Entretanto, um elemento parece ter sido essencial para aqueles alunos que não desejavam praticar as aulas de lutas: a presença do outro como mediador entre o conhecimento e o sujeito. Inicialmente, o que me levou a desconfiar disso foi a boa participação dos alunos que não praticaram lutas em seu histórico. E isso se deve à mediação da professora na aula 2, que trouxe atividades lúdicas relacionadas às lutas, criou um tatame com colchonetes e explicou pacientemente, condutas estas que aproximaram os alunos sem vivência ao universo das lutas. Outra ponte entre

conhecimento e sujeito foi a intermediação dos amigos, já que alguns alunos relembraram estarem receosos com as aulas:

“No princípio, minha amiga [Atena] falou: - vamos Elektra porque eu quero te

derrubar”. (Elektra)

“Os moleques queme chamaram para ir e eu fui”. (Morfeu)

“Os outros tavam tudo falando que iam praticar, daí eu não queria ficar sozinho”. (Anderson).

Aqui relembro Charlot (2000) que compreende o homem como ser incompleto que constantemente se apropria de coisas pré-existentes do mundo com ajuda de outros seres humanos. Essa busca constante de construção de si mesmo desenvolve- se no tempo e necessita de mediadores (livros, pessoas, adultos, amigos, professores, etc.) responsáveis por aproximar mundo e sujeito.

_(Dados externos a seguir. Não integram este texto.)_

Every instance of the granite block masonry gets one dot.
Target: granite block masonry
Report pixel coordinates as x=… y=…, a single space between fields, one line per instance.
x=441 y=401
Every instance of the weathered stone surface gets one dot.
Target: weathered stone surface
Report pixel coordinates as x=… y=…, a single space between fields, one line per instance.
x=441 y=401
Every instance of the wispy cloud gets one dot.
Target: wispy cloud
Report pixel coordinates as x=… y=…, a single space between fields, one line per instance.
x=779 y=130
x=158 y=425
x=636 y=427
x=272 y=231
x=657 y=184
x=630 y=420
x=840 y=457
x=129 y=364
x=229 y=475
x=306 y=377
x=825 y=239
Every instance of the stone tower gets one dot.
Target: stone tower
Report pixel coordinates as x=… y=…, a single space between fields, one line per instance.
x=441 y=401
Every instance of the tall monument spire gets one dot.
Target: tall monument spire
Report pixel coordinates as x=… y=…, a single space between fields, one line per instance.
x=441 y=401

No contexto da pesquisa, a professora e os colegas aproximaram o mundo das lutas para os sujeitos que não as desejavam. Sendo inicialmente insuficientes os esforços da professora, os alunos que ainda sentiam vergonha ou medo de se machucar só se mobilizaram após serem persuadidos por colegas. Dessa forma, a relação epistêmica com os saberes das lutas foi dependente da mediação de afinidade entre persuador-persuadido e, portanto, de relação identitária e social.